Menos todavía el amplísimo poder que le concede la ciudadanía mediante un sistema democrático convertido ya en el gran truco pervertidor de nuestro tiempo. Ni los elegidos, en la inmensa mayoría de los casos, responden a un deseo directo de los electores, ni una vez en el cargo siguen más directrices que las del jefe de su formación.
De este modo la masa política se comporta como una materia emancipada de la sociedad y entregada a las estrategias del poder del partido. Los diputados y diputadas votan esto o aquello, se personan o no, callan o vociferan en el parlamento de acuerdo a las pautas que reciben para superar las coyunturas que amenazan su preeminencia o para fortalecer su posición de dominio.
¿El partido representa la palanca para generar justicia, libertad y bienestar? El partido es ahora el partido y perdería una parte sustantiva de su existencia si cayera en la oposición.
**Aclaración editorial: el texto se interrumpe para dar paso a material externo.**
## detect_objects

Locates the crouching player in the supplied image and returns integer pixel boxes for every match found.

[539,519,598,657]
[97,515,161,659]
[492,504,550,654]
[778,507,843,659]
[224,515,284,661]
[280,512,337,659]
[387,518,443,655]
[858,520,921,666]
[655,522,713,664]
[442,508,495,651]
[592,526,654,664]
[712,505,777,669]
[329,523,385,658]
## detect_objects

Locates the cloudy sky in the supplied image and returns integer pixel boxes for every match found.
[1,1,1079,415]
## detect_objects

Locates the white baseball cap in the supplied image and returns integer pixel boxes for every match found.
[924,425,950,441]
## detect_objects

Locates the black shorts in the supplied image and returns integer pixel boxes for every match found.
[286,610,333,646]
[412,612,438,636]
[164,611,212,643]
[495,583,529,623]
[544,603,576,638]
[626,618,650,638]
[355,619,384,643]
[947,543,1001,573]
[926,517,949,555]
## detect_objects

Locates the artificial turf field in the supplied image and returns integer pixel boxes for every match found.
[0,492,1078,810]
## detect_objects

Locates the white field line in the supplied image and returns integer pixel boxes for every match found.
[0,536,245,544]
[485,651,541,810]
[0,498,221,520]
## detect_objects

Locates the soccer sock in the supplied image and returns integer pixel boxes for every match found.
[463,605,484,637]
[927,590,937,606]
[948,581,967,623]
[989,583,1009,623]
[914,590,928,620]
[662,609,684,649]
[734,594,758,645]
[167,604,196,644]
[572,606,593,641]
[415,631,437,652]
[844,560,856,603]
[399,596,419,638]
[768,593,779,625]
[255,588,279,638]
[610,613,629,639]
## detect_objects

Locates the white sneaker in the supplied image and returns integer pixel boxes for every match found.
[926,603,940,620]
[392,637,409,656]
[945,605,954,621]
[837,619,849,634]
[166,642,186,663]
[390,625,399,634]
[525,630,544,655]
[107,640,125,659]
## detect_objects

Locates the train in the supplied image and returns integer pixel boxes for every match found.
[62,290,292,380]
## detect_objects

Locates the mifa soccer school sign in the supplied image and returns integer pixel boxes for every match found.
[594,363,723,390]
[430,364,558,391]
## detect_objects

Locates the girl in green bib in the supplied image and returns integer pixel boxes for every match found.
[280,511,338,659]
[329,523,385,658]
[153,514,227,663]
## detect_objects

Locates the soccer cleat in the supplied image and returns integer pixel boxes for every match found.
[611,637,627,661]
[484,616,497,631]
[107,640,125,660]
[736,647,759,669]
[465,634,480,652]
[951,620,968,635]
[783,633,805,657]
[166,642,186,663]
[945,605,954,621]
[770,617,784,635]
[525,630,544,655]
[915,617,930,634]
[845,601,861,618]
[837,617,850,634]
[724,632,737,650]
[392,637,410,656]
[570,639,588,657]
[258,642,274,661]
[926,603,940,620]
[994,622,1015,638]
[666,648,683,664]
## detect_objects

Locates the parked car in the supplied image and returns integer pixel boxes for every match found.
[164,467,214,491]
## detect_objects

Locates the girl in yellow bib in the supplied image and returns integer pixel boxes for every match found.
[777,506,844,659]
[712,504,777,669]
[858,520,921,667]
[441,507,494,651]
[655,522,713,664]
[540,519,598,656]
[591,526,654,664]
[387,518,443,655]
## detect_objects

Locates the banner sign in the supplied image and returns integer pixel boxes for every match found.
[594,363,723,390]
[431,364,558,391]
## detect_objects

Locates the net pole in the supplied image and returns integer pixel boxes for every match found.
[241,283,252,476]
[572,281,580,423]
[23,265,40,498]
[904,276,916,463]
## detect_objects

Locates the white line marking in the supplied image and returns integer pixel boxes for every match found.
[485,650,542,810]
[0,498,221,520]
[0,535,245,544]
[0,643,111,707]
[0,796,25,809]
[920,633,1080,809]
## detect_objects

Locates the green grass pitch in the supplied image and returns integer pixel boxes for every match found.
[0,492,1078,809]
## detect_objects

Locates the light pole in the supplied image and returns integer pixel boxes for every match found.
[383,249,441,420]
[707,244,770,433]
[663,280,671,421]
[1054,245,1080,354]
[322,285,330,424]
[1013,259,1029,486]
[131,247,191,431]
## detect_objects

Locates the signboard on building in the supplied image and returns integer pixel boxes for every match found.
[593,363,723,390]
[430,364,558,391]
Lo decisivo es encastillarse en el poder y, para conseguirlo, el mayor trabajo se lo llevan las maniobras de defensa o ataques permanentes a la oposición.
La oposición, obviamente, procede a su vez del mismo modo. Tanto porque así se define políticamente como porque su acceso al poder quedará más o menos abierto según socave o desprestigie al rival.
La dedicación a esta labor ha crecido tanto en intensidad como en grandes proporciones de tiempo y planeamiento. Cada nuevo gobierno se inaugura con una breve ceremonia de ritual y, de inmediato, estalla o se prolonga la trifulca perpetua, una pugna ante los ciudadanos que reproduce insoportablemente el argumento anterior.
Puede ser, efectivamente, que en la sociedad del espectáculo nada pueda ser real sin su representación y nada pueda ser comunicado sin su dosis de lenguajes agresivos. Pero también, en comparación con la muy surtida oferta de entertainment, el enfrentamiento político huele ya a naftalina y aburre como una desgastada y barata función teatral.
¿Para qué esta política desvirtuada? ¿Para qué estos políticos? El rampante crecimiento de la abstención ante las urnas por todo el mundo va indicando el distanciamiento del público respecto a un cuerpo institucional en podredumbre. La corrupción de los cargos nacionales o locales, la viciosa relación entre partidos, la vileza de las acusaciones, la perfidia general en ese ámbito, obliga a revisar el sistema y a impedir cuanto antes que el erario público siga financiando esta insufrible reyerta particularista y desleal.